In Ireland, I continue to be pleasantly encouraged by the sheer number of interesting technology start-ups in areas as diverse as new media, online gaming, novel advertising strategies for smartphones and tablets, personal health management, food safety processing, management of natural resources and renewables, personal and family finance management and so on.
The national crisis in technology is the lack of people interested and able to take up available jobs in the sector. The head of the IDA says the agency could bring more jobs to Ireland if there were more appropriate people available. Indigenous technology companies are stifled not because of lack of ambition or opportunity or even money, but by lack of key staff. A significant impact could be made on our unemployment and emigration — and yet it appears that the Government, the Opposition and the media cannot see it.
Why is this? Part of the reason, I believe, is the cultural differences between the older professions and the free-for-all calling of tech.
Dan Senor and Saul Singer attributed the entrepreneurial success of Israel, in their 2009 book Start-Up Nation: The Story of Israel’s Economic Miracle, to how mandatory military service paradoxically exposes youth to an environment in which initiative, creativity and intelligence are highly valued. The Israeli Defence Forces reputedly give minimal guidance from the top, and young people are expected to improvise, even if this means challenging some rules. Neither rank nor age matter very much; senior officers are frequently addressed by first name, and challenged if thought to be doing something wrong.
In contrast I believe most long-established Irish organisations — in the civil service, in the political elite, in most media companies, in the legal profession, in the medical sector, in established banking and business, in religious institutions — are strictly hierarchical, not least to protect embarrassment to senior figures from challenges by young upstarts. And yet the technology sector thrives on disruption, creativity and rapid improvisation.

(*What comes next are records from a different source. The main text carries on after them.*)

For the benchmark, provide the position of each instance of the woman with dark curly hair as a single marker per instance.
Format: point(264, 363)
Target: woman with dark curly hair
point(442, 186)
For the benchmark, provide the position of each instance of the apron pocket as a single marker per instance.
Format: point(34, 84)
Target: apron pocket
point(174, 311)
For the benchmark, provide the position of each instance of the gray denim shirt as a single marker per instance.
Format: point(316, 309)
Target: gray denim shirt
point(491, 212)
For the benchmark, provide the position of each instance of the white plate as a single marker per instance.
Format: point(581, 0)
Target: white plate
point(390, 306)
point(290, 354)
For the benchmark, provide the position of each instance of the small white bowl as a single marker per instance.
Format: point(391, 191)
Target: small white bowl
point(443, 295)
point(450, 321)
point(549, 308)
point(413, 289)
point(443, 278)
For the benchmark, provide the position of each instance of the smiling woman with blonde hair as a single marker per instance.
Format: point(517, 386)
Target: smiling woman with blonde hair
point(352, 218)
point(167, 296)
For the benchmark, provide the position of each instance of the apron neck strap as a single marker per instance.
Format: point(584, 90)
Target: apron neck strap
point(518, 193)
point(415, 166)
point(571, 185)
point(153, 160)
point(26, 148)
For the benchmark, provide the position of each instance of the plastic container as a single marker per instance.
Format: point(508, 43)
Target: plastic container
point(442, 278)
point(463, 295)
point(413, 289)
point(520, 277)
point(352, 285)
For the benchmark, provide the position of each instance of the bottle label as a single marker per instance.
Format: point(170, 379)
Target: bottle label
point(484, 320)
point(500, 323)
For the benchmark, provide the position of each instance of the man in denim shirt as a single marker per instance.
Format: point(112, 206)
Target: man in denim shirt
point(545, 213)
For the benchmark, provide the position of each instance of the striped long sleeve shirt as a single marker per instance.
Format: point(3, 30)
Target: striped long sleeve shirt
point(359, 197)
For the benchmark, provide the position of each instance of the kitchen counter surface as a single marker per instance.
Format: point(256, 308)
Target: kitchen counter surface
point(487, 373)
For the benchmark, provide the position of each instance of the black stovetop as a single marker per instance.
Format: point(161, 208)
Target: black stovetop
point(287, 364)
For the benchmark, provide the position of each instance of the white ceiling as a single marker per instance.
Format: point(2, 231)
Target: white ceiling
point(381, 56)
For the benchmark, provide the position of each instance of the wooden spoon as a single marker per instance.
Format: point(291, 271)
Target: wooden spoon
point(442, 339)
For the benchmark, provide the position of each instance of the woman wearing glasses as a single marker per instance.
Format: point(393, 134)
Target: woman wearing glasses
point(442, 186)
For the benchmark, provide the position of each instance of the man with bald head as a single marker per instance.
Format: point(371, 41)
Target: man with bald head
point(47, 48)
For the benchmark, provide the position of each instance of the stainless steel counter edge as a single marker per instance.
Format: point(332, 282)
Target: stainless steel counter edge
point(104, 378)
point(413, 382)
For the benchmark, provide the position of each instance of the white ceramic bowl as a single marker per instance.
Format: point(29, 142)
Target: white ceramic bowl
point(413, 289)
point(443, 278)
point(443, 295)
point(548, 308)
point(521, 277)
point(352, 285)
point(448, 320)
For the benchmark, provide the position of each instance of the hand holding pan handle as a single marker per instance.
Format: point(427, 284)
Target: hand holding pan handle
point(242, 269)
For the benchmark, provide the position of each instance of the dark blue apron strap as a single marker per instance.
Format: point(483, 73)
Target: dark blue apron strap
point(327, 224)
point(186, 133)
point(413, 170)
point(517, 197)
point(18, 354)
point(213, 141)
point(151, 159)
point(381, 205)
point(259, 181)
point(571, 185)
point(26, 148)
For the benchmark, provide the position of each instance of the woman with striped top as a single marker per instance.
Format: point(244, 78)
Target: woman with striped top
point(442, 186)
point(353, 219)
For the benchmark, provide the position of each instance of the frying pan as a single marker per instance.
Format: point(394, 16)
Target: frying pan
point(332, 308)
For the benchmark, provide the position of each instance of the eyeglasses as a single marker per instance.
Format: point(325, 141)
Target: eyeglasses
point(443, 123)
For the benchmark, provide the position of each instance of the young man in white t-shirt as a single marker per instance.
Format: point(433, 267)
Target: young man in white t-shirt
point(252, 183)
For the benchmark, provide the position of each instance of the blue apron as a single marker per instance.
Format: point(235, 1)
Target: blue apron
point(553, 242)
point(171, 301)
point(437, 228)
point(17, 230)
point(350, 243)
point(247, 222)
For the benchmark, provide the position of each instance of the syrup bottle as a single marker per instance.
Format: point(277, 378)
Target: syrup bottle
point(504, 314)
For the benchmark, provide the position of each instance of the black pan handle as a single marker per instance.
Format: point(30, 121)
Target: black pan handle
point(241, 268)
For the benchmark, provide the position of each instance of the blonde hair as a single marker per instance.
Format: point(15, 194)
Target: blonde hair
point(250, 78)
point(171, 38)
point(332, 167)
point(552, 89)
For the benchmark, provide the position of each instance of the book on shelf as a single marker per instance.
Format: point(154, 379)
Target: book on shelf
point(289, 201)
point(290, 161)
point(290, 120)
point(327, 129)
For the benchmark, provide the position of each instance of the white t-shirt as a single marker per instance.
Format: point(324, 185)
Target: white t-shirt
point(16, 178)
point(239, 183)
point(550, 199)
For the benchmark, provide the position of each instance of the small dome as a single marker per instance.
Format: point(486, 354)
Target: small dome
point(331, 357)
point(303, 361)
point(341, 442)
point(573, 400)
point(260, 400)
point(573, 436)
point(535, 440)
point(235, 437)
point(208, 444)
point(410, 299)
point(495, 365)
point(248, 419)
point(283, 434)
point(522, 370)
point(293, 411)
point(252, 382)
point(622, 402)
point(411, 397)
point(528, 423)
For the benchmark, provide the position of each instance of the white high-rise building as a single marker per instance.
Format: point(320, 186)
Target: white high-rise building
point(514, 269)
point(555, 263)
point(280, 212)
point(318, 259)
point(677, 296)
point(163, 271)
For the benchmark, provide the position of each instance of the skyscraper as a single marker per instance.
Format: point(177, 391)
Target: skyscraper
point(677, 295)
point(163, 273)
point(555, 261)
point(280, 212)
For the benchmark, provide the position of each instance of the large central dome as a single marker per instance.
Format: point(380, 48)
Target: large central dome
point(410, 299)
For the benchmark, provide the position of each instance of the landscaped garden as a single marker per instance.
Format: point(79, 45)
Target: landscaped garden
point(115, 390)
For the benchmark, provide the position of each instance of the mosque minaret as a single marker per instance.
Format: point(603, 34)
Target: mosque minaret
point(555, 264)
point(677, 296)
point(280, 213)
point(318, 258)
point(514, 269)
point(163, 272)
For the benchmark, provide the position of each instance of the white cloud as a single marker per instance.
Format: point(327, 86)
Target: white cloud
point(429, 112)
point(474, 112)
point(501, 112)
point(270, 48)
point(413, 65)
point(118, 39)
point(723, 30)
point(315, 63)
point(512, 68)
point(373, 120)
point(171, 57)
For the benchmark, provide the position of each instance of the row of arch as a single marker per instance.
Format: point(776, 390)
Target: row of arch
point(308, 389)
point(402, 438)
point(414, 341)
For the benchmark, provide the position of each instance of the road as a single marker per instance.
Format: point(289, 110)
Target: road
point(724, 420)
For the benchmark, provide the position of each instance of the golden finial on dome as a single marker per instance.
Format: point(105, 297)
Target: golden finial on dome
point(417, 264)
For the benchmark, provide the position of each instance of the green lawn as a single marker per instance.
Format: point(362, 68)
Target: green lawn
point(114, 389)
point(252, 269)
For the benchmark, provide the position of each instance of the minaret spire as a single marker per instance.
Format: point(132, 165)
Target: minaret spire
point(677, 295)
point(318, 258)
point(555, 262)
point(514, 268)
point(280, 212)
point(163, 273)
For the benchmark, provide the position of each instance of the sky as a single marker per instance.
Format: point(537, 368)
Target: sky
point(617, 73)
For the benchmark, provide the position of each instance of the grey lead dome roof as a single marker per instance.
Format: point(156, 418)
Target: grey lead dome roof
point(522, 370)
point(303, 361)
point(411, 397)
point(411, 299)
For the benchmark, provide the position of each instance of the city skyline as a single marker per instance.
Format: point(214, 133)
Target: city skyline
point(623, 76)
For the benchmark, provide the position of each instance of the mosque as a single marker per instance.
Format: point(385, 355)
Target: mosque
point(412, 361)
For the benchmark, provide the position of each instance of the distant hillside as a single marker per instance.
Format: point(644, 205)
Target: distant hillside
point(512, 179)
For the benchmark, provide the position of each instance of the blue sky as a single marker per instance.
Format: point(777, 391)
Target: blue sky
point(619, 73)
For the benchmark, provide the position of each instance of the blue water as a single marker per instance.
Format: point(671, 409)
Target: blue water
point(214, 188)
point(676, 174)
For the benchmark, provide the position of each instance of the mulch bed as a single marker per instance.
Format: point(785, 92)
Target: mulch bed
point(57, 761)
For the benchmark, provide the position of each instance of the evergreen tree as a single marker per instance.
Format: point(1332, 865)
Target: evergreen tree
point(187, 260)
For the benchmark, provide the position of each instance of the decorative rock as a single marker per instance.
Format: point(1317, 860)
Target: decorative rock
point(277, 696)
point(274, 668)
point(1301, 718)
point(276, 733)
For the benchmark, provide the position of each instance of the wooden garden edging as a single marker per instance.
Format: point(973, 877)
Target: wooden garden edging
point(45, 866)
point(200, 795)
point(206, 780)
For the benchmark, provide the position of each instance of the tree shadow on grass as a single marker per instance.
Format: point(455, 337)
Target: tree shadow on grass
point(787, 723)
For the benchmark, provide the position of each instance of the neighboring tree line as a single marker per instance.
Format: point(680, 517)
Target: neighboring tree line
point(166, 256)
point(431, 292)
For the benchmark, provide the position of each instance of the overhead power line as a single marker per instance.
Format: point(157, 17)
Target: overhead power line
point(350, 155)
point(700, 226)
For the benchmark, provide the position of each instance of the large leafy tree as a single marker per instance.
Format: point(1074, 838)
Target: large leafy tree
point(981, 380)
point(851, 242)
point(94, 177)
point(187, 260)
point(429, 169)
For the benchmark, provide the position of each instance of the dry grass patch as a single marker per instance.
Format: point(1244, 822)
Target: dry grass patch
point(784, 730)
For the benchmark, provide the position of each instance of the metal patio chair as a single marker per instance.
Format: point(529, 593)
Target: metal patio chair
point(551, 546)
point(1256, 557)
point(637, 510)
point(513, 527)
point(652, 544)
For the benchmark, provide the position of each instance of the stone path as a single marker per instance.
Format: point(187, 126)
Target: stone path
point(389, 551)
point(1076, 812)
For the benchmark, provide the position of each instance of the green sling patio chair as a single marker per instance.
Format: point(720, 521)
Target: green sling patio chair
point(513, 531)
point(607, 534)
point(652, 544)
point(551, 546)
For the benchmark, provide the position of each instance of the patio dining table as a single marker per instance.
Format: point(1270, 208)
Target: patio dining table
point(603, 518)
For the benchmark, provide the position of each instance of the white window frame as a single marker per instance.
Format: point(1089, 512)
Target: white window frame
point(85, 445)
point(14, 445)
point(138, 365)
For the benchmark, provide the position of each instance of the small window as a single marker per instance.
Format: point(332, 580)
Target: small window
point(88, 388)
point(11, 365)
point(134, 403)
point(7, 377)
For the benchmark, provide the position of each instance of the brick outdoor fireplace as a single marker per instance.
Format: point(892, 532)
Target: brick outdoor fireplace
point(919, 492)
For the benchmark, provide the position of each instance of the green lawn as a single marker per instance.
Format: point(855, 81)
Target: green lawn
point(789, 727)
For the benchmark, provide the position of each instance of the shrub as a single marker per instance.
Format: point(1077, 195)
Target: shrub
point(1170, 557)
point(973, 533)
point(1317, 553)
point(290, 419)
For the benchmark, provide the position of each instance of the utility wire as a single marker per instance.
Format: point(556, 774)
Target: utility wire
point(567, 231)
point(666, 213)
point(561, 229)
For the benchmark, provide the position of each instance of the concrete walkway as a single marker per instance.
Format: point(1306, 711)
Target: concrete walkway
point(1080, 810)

Part of the reason is our republican view of Irish culture. We embrace literature, art, music and dance, and especially accomplishment in sport, all as the essence of Irish culture. Yet we rarely embrace scientific discovery and technological insight as likewise having cultural value that can enrich society. There is little scientific discussion in our national media, mainstream journalists often seem largely disinterested, and our public service broadcaster RTE almost completely ignores the topic. Review the number of pages in a newspaper, or hours of broadcasting, devoted to literature, arts, music, dance and especially sport, compared with science and technology. Our politicians may occasionally turn up to open a new venture, but rarely seem to consider technology policy and its potential and actual impact on our society at large.
If we are to benefit from the surge in employment, the creation of wealth, and the raising of our economic standards from the global technology sector, then as a nation we need to take a stronger interest in technology, and cultivate curiosity and improvisation.
Technology career paths are very varied — engineering, design, sales, marketing, commercial law, management, finance, public relations, writing, international business development — but they all have a common foundation: an appreciation and conversance with technology.
There are some reasons for hope: the BT Young Scientist Exhibition has wonderful support. Astronomy Ireland asserts the largest per capita membership on the planet. The Science Gallery is challenging our perception of technology. There are others, such as CoderDojo, the Irish Robotics Club, and Engineers Week.
But our economy can benefit from the global technology sector and the jobs available in it only if we deeply embrace science and technology as a further part of our national culture throughout our educational system, across our political debate and in our daily national conversation.